Filmkritik, quo vadis?

Podiumsdiskussion ««Print-Profis vs. Blog-Banausen»»

Am Donnerstag wurde nun also an den Solothurner Filmtagen über die Entwicklung in der Branche der Filmjournalismus diskutiert. Die Podiumsdiskussion wurde unter dem provokativen Titel «Print-Profis vs. Blog-Banausen» durchgeführt. Christian Jungen von der «Mittelland Zeitung» moderierte den Anlass, an dem neben mir auch noch Trudy Baumann («Züritipp»), Michel Bodmer (Schweizer Fernsehen), Antoine Duplan («L’Hebdo»), Michael Sennhauser (Radio DRS) und Martin Walder («NZZ am Sonntag») teilnahmen. Anschliessend einige Gedanken zum anregenden Anlass.

Entgegen dem streitbaren Titel ging es weniger um einen Kampf zwischen traditionellen Printjournalisten und wilden Bloggern (zu denen ich ganz bestimmt nicht gehöre), sondern eher um eine sachliche Diskussion über die Zukunft des Filmjournalismus mit besonderer Beachtung der Qualität. Die sei in Gefahr, wenn man von diesem Beruf nicht mehr leben könne. Zum Auftakt rechnete Michel vor, wie er früher von der «NZZ» für eine reguläre Filmbesprechung noch 270 Franken erhielt, mittlerweile nach zwei Kürzungsrunden jedoch nur noch 140 Franken.

Bei einem solch mickrigen Betrag habe nicht nur ich mir die Augen gerieben. Wenn davon ausgegangen wird, dass für einen solchen Text etwa ein Tag eingesetzt werden sollte, dann ergibt sich ein Stundenlohn von mageren 17.50 Franken (vor Abzug AHV/ALV). Wer nebenbei wie Michel eine feste Stelle hat, kann sich eine solche Quersubvention der Zeitungen noch leisten. Wer aber als freier Journalist nicht jeden Tag mit einem solchen Auftrag rechnen kann, wird sich eine anderen Beruf suchen müssen.
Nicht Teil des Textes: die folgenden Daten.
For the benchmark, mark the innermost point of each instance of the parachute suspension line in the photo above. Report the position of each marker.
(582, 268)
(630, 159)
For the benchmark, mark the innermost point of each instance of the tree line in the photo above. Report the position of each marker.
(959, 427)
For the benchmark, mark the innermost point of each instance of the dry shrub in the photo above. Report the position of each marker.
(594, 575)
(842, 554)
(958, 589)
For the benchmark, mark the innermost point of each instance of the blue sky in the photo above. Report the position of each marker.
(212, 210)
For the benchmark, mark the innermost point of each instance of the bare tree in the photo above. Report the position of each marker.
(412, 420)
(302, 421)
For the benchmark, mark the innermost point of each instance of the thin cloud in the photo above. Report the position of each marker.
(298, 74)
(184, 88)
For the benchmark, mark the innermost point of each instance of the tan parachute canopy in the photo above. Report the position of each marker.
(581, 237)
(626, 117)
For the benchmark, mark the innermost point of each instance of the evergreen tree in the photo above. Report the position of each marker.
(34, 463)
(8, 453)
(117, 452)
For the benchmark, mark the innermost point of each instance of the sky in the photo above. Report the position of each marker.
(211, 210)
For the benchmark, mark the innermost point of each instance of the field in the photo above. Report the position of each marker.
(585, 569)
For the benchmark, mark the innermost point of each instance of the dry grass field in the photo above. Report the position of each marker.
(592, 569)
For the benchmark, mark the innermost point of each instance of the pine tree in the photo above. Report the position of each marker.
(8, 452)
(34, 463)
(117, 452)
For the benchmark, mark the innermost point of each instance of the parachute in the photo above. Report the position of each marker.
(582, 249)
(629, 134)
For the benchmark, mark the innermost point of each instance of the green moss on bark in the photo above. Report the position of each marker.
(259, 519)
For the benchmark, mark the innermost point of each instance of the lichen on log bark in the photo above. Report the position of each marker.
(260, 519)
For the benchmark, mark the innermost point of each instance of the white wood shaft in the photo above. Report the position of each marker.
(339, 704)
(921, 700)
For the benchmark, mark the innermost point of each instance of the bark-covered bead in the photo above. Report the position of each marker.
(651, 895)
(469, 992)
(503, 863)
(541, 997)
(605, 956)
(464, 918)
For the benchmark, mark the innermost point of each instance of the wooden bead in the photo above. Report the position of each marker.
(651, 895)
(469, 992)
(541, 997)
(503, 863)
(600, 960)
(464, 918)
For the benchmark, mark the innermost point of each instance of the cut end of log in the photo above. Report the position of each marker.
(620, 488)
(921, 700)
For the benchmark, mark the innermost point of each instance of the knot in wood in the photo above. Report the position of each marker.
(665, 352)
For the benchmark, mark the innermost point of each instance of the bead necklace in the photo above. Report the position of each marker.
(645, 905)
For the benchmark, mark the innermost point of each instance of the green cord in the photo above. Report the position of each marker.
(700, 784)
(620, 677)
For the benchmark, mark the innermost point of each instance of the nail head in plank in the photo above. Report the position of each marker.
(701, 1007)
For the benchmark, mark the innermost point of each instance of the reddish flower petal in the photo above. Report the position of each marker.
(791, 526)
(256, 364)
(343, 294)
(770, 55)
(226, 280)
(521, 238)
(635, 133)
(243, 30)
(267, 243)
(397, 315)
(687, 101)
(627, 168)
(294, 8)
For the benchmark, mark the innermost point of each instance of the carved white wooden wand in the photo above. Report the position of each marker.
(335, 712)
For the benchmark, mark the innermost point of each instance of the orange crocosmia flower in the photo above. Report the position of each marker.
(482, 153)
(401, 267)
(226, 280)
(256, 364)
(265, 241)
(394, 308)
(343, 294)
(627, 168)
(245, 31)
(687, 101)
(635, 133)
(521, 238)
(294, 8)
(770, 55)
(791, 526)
Auch Trudy berichtete, dass sie momentan die Honorare für freie Mitarbeiter kürzen müssen. Die «seriöse» Filmkritik in den Zeitungen ist also weniger durch die Konkurrenz aus dem Internet in Gefahr, sondern besonders durch die knausrigen Verleger, die für die Inhalte ihrer Blätter nur noch Hungerpreise bezahlen wollen. Dadurch sparen sie sich aber in erster Linie selbst zu Tode. Auf diese Weise sinkt nämlich sowohl die Anzahl Seiten als auch die Qualität der Inhalte. Neue Abonnenten werden dadurch aber nicht gewonnen.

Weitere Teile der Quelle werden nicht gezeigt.